La direction de Téléperformance, le leader mondial des centres d'appels lui avait alors infligé un avertissement : elle lui reprochait d'avoir utilisé ses heures de délégation syndicale pour « aller aux WC et boire ». Cette sanction n'avait pas lieu d'être. Saisi par le salarié et la CGT, le conseil de prud'hommes vient de l'annuler en condamnant qui plus est Téléperformance à verser 750 euros au premier.

À l'époque où le délégué du personnel avait défié l'encadrement du centre d'appels, les téléconseillers bénéficiaient de 30 minutes de pause conventionnelle pour sept heures de travail effectif.

Ce temps de repos pouvait être fractionné en deux ou trois séquences au choix de l'employeur. Les superviseurs de téléconseiller ne manquaient pas d'adresser des remarques à ceux qui se levaient en dehors des créneaux horaires prévus pour satisfaire une envie pressante ou se désaltérer.

Pour dénoncer ce climat pesant, le délégué syndical avait pris la liberté de remplir le 15 avril 2010 quatre bons de délégation où il mentionnait qu'il prenait quelques minutes pour se rendre aux toilettes et boire.

Le temps passé en délégation est de plein droit considéré comme temps de travail et payé à l'échéance normale, rappelle le conseil de prud'hommes. L'employeur qui conteste l'usage fait des heures de délégation n'a d'autre solution que de se retourner vers le juge judiciaire.

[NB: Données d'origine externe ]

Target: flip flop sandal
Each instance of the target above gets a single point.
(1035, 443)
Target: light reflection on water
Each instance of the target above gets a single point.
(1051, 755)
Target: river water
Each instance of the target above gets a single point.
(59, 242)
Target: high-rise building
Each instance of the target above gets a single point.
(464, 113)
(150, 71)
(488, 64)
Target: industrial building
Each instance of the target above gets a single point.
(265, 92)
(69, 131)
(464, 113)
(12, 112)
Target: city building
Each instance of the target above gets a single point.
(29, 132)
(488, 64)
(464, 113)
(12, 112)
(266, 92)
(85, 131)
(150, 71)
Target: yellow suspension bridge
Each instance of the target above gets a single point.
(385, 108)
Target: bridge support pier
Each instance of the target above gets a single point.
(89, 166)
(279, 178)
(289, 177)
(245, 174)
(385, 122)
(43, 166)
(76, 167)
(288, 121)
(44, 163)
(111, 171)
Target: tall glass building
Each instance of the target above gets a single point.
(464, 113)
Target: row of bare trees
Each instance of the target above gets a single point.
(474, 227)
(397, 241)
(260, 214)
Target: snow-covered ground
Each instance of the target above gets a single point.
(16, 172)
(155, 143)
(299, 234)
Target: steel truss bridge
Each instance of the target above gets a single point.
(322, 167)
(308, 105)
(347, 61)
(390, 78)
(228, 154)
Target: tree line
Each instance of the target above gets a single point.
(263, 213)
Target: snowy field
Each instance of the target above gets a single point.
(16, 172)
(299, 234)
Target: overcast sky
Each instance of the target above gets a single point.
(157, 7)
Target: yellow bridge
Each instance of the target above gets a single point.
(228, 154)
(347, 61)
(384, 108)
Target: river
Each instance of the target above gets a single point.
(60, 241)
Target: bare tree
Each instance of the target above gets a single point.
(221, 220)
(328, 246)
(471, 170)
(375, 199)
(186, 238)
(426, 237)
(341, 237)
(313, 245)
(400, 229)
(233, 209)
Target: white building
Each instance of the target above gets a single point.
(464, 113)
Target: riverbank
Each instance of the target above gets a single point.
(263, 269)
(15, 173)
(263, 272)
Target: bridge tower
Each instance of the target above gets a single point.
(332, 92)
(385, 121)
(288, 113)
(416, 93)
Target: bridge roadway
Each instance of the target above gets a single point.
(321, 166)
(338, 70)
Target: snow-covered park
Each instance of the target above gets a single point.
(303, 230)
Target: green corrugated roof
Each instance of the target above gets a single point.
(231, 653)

Peut-être mal conseillée et en tout cas peu rompue aux subtilités du Code du travail, la direction de Téléperformance ne l'avait pas fait, préférant infliger un avertissement au syndicaliste qui l'avait narguée. Au motif qu'il détournait l'usage de ses heures de délégation. L'argument vivement contesté par Me Monique Guédon, l'avocate du délégué, n'a pas eu l'air de plaire non plus au conseil de prud'hommes. La société Téléperformance a toutefois la possibilité de relever appel du jugement.

« Caractère d'exemplarité »

« La société Téléperformance interprète l'objet de ce bon de délégation comme étant de pure convenance personnelle en écartant de son propre chef toute présomption de bonne utilisation », relève la juridiction en reprochant à l'entreprise de faire l'impasse sur deux éléments guère contestables. L'existence d'un litige collectif relatif à la prise des pauses et le fait que le délégué syndical avait pris soin de mentionner sur les bons qu'ils étaient adressés à la direction du travail.

Le conseil de prud'hommes y voit la « preuve manifeste de sa volonté de donner à son intervention un caractère d'exemplarité » et de lui conférer une portée collective. Une ambition parfaitement réussie si l'on se fie à la publicité qui a entouré l'audience relative à la pause pipi. Un sujet en apparence bénin mais que les salariés des centres d'appels téléphoniques français n'apprécient pas de voir traiter par-dessus la jambe.